Admirável e desprezível

Nelson Xavier é do tipo que costuma ficar atento aos mínimos detalhes dos personagens que interpreta. Seja na hora de empregar um determinado tom de voz, como também nos trejeitos que "imprime" em cada um deles. Não por acaso, para "encarnar" o aproveitador Bento em Belíssima, da Globo, ele confessa que foi buscar inspiração no Fradim, o impagável personagem do saudoso cartunista Henfil. A escolha, destaca, se deve ao fato de Bento ter, entre suas principais características, uma boa dose de sarcasmo e ironia, além de estar sempre pronto a tirar proveito da situação.

"Não queria transformar o Bento num cara sisudo, o grande clichê dos vilões. Além disso, ele tem muito dos personagens do dramaturgo Plínio Marcos: é um vilão bem-humorado", teoriza.

Dono de um farto currículo em 38 anos de carreira – na tevê, ele estreou em Sangue e Areia, da Globo, em 1968 -, Nelson está satisfeito por participar da sua primeira novela escrita por Silvio de Abreu. Outro motivo de comemoração é poder, pela primeira vez também, contracenar com a mulher, a atriz Via Negromonte, que interpreta a Diva. "É ótimo, já que a gente discute nossas cenas e ensaia juntos. Dá mais tempero", avalia.

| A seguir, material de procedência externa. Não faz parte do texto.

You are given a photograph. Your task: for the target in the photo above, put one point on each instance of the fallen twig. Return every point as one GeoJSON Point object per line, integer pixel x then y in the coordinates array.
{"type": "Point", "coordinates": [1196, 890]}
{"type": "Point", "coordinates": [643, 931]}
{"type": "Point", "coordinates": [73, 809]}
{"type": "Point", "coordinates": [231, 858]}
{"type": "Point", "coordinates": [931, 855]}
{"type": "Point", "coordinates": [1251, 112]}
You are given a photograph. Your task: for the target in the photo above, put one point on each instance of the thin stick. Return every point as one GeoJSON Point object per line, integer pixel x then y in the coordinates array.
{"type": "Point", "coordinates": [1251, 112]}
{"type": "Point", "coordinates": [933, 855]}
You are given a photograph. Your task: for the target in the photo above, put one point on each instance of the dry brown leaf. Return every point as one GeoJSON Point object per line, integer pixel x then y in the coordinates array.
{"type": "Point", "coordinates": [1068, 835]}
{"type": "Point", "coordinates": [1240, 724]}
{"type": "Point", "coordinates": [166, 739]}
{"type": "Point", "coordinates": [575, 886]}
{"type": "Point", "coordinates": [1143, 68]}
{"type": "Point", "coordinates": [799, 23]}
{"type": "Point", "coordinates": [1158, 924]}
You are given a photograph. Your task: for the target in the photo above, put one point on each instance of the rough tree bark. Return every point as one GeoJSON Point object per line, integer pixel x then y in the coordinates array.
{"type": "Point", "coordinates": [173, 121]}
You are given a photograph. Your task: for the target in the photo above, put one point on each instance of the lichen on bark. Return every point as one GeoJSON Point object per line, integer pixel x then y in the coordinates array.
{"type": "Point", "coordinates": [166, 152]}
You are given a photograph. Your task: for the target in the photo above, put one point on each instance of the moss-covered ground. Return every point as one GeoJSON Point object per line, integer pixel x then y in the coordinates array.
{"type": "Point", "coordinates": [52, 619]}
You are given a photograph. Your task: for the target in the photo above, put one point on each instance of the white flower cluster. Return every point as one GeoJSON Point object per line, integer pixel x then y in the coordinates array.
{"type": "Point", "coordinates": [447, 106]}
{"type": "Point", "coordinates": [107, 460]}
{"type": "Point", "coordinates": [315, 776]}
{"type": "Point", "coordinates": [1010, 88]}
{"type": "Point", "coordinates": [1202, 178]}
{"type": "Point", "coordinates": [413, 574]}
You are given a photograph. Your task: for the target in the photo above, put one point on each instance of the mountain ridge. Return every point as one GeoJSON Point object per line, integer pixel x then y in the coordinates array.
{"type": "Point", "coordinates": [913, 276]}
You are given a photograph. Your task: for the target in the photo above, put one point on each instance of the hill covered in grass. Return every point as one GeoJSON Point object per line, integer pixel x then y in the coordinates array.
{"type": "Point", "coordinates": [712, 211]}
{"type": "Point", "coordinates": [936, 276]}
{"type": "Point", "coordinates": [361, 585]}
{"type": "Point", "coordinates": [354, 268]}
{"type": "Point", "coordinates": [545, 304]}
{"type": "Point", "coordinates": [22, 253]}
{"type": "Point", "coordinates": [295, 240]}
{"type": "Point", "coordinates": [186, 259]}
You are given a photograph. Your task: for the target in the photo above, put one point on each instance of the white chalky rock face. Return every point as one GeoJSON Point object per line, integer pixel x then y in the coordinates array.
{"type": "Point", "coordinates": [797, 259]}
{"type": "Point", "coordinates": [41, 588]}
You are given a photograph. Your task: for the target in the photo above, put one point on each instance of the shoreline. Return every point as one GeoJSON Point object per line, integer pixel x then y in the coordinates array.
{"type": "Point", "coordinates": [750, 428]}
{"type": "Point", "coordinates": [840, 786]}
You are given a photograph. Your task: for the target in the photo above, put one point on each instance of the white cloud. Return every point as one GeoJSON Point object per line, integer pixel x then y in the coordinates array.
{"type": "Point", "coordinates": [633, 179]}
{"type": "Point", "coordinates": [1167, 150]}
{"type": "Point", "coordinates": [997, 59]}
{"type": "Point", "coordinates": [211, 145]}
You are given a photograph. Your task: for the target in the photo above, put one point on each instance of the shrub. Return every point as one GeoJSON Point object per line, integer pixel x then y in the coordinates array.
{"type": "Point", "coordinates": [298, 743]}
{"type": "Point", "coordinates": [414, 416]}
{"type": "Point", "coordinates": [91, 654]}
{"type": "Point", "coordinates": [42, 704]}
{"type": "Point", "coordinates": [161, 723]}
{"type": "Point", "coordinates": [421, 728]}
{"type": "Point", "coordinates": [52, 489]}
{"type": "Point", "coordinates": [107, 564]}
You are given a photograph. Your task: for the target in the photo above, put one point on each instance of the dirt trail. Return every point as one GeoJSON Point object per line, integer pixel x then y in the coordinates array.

PO que você destacaria de mais instigante no Bento, de Belíssima?

R – O Bento é um picareta mesmo e, para sobreviver, se arma de vários expedientes, de diversos recursos, para ganhar uma grana. Além disso, é uma pessoa que, ao causar ou ao assistir a derrota do oponente, se diverte. É um vilão bem-humorado. Ele tem muito dos personagens de Plínio Marcos. São características que fazem do personagem uma figura ótima de se compor e que me diverte também, coisa que sempre procuro em meus trabalhos.

P O Bento é radicalmente diferente de seu último personagem, o ético motorista Sebastião, de Senhora do Destino. Onde buscou inspiração?

R – Tratava-se de um vilão e eu, como tinha feito o Sebastião, um cara severo, rígido, não quis fazer de novo um personagem fechado. Além disso, o clichê do vilão é o mau humor, é o cara que está sempre emburrado, sério. Resolvi, então, fazer dele um personagem alegre, irônico e cheio de sarcasmo. Entre outras coisas, me lembrei do Fradim, do Henfil, que se parece muito com o Bento.

P Atualmente você faz mais tevê. Mas sua estréia aconteceu depois de dez anos de carreira em teatro e cinema, com a novela Sangue e Areia, de 1968. Por que demorou tanto tempo?

R – Para falar a verdade, no início eu tinha medo de fazer televisão e também detestava. Fazia cinema com bastante liberdade, que, assim como o teatro, era uma coisa mais artesanal. Era arte mesmo e buscava-se a melhor maneira possível de se fazer. Como ator de tevê, ficava com medo da lente. Tinha horror à câmara, mas tive de me educar para aquele tipo de trabalho. Além disso, a tevê era aquela coisa industrial e fiquei com receio. As primeiras tentativas, aliás, foram muito difíceis, principalmente em João da Silva, que, acredito, é uma verdadeira mancha na minha carreira.

P Por quê?

R – Como eu disse, não me dava bem com o fato de trabalhar em tevê. Mas estava na pior, sem dinheiro até para pagar aluguel, e resolvi aceitar, já que achei o projeto inicial interessante. Pretendia ser didático e procurava alfabetizar e orientar os telespectadores. Mas, depois, percebi que a novela tinha sido completamente subvertida pela influência dos militares, já que vivíamos em plena ditadura e a emissora era do governo. A coisa ficou tão dirigida e autoritária que eu não tive forças para me rebelar contra aquilo. Me envergonho até hoje de ter participado.

P E quando passou a gostar de trabalhar em tevê?

R – Quando vi Malu Mulher, que era uma coisa mais bem cuidada. A partir de então comecei a me sentir mais à vontade e me soltar diante da lente. Além disso, fiz alguns bons trabalhos. Adorei, por exemplo, ter tido a oportunidade de protagonizar a minissérie Lampião e Maria Bonita. Quando já estava sem medo algum é que me encontrei e fui podendo desenvolver um trabalho que eu respeitasse.